Mapping DNA’s hidden switches: A methylation atlas microbiologystudy

A new study has been published in Nature Communications, presenting the first comprehensive atlas of allele-specific DNA methylation across 39 primary human cell types. The study was led by Ph.D. student Jonathan Rosenski under the guidance of Prof. Tommy Kaplan from the School of Computer Science and Engineering and Prof. Yuval Dor from the Faculty of Medicine at the Hebrew University of Jerusalem and Hadassah Medical Center.

Using machine learning algorithms and deep whole-genome bisulfite sequencing on freshly isolated and purified cell populations, the study unveils a detailed landscape of genetic and epigenetic regulation that could reshape our understanding of gene expression and disease.

A key focus of the research is the success in identifying differences between the two alleles and, in some cases, demonstrating that these differences result from genomic imprinting—meaning that it is not the sequence (genetics) that matters, but rather whether the allele is inherited from the mother or the father. These findings could reshape our understanding of gene expression and disease.

Key findings include:

• Scope of bimodal methylation: Identification of 325,000 genomic regions—approximately 6% of the genome and 11% of CpG sites—that exhibit a bimodal pattern of fully methylated and fully unmethylated molecules.
• Allele-specific insights: In 34,000 of these regions, genetic variations (SNPs) correlate with the methylation patterns, confirming allele-specific methylation and indicating the extent of genetic influence on DNA methylation.
• Novel imprinting discoveries: Detection of 460 regions with parental allele-specific methylation, including hundreds of previously unknown imprinted regions.
• Tissue-specific variability: Evidence that both sequence-dependent and parental allele-specific methylation are frequently unique to specific tissues or cell types, revealing previously unappreciated diversity in epigenetic regulation across the human body.
• Implications for pathogenesis of genetic diseases: Validation of tissue-specific, maternal allele-specific methylation of the CHD7 gene suggests a potential mechanism for the paternal bias observed in CHARGE syndrome inheritance.
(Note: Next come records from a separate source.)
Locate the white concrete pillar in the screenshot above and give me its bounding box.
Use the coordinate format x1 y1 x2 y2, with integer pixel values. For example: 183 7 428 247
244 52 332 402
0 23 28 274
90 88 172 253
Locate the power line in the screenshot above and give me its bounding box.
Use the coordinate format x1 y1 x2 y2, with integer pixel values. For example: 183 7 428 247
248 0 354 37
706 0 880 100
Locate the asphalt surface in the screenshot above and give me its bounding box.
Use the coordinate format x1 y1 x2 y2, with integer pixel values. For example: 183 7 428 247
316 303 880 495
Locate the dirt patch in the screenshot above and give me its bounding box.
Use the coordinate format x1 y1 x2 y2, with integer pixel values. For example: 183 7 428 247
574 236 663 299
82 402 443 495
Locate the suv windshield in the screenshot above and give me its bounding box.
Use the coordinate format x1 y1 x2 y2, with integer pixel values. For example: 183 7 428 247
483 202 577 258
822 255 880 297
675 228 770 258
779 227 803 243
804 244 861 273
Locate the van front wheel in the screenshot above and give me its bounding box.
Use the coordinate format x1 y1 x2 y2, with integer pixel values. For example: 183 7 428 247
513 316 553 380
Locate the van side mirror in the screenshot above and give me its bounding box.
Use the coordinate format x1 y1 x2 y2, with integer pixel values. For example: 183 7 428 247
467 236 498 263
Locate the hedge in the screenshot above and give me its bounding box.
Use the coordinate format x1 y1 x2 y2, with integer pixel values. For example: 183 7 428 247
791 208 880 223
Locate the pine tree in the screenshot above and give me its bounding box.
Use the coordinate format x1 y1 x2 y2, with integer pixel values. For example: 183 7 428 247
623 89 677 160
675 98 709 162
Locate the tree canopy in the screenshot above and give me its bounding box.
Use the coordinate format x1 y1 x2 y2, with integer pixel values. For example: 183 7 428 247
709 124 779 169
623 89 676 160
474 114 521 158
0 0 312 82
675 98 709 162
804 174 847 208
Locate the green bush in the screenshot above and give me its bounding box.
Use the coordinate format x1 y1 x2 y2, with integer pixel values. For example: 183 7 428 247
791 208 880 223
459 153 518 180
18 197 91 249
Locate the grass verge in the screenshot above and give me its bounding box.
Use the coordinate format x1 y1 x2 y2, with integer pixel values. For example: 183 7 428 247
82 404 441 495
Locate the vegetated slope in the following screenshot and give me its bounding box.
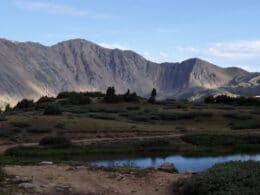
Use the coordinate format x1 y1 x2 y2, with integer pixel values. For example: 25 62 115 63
0 39 260 108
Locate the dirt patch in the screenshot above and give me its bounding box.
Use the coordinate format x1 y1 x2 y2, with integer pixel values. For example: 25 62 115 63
4 165 183 195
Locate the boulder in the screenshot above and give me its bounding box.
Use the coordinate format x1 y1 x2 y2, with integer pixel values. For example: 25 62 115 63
157 162 178 173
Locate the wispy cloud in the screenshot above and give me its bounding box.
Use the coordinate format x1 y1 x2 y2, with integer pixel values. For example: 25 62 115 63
176 40 260 71
176 40 260 59
155 28 178 34
14 0 109 18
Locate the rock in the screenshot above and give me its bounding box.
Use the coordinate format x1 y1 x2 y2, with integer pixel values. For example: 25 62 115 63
18 183 35 189
55 185 72 192
11 176 32 184
39 161 53 165
157 162 178 173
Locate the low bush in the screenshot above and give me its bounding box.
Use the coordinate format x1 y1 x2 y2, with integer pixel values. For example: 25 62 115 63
126 106 141 111
89 114 115 120
44 104 62 115
231 120 260 130
176 161 260 195
15 99 35 110
10 122 31 128
27 128 51 134
0 128 21 138
39 136 71 147
54 123 65 129
0 167 5 182
223 113 252 120
0 113 7 122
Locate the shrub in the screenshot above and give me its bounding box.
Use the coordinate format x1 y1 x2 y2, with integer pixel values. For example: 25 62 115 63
39 136 71 147
11 122 31 128
177 161 260 195
0 113 7 122
54 123 65 129
123 90 139 102
126 106 140 111
27 128 51 134
231 120 260 130
44 104 62 115
89 114 115 120
57 92 91 105
104 87 119 103
36 96 55 104
0 128 21 138
0 167 5 181
15 99 35 110
223 113 252 120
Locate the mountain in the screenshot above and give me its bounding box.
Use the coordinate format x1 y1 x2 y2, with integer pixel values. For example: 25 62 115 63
0 39 260 108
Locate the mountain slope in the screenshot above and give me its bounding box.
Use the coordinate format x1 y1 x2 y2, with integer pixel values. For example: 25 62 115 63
0 39 260 108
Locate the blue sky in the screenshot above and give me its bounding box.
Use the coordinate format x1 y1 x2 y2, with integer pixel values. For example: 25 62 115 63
0 0 260 71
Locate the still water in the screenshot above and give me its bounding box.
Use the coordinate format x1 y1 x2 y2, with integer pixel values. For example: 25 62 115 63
90 154 260 173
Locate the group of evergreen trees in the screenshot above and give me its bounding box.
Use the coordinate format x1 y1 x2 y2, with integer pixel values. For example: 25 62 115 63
204 95 260 106
104 87 157 103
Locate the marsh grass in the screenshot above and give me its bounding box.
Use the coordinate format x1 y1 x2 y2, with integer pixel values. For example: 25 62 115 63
176 161 260 195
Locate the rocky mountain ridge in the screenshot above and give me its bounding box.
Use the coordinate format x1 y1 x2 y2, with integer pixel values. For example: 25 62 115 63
0 39 260 108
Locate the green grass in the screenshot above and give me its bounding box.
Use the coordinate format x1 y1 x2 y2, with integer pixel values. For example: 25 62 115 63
176 161 260 195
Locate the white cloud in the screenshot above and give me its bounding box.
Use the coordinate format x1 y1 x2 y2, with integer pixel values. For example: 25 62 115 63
176 40 260 71
159 51 170 59
156 28 178 33
176 47 199 53
14 0 108 18
176 40 260 59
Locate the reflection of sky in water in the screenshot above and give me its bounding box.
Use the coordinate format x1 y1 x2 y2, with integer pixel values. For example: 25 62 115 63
91 154 260 173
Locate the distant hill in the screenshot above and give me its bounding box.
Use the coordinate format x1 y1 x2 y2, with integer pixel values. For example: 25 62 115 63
0 39 260 108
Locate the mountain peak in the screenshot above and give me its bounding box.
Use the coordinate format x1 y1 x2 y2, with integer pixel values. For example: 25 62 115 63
0 39 260 108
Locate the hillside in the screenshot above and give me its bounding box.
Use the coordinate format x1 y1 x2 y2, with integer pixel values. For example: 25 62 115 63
0 39 260 108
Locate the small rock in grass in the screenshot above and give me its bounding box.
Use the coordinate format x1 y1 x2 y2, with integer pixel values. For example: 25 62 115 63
39 161 53 165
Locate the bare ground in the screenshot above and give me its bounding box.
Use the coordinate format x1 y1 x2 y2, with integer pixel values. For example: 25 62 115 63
4 165 187 195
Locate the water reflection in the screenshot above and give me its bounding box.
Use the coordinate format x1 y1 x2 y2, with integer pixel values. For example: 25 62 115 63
91 154 260 173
This research leverages the power of whole-genome bisulfite sequencing to characterize DNA methylation patterns at an unprecedented resolution.

By analyzing sorted samples representing a wide range of healthy human cell types, and using advanced machine learning algorithms and genetic information to disentangle the methylation patterns of the two parental copies of DNA, the team precisely identified hundreds of “imprinted” regions—where the maternal allele is methylated and silenced while the paternal allele is active, or vice versa.

“Genomic imprinting is set early during development, and the common dogma was that it is then maintained throughout life across all cell types. Yet, our atlas not only confirms most previously known imprinted regions, but we also identified many novel regions showing parental imprinting in a cell-type-specific manner,” explained Prof. Kaplan.

“These findings open new avenues for investigating how parental methylation influences gene regulation and the development of certain diseases.”

Prof. Dor added, “The discovery of tissue-specific imprinting, such as that observed in CHD7, highlights the dynamic nature of epigenetic regulation. This could have implications for understanding some autosomal dominant diseases (i.e. when a mutation inherited from one parent, but not the other parent, is sufficient to cause disease) and for developing innovative diagnostic tools.”

The atlas represents a valuable resource for the scientific community, offering a platform for further computational and molecular analyses of allele-specific methylation. Its insights may lead to novel strategies for diagnosing imprinting-related disorders and exploring therapeutic interventions based on tissue-specific epigenetic profiles.

Researchers and clinicians are encouraged to explore this extensive dataset to uncover new regulatory mechanisms underlying imprinted gene expression and to better understand the complex interplay between genetic variation and epigenetic modifications.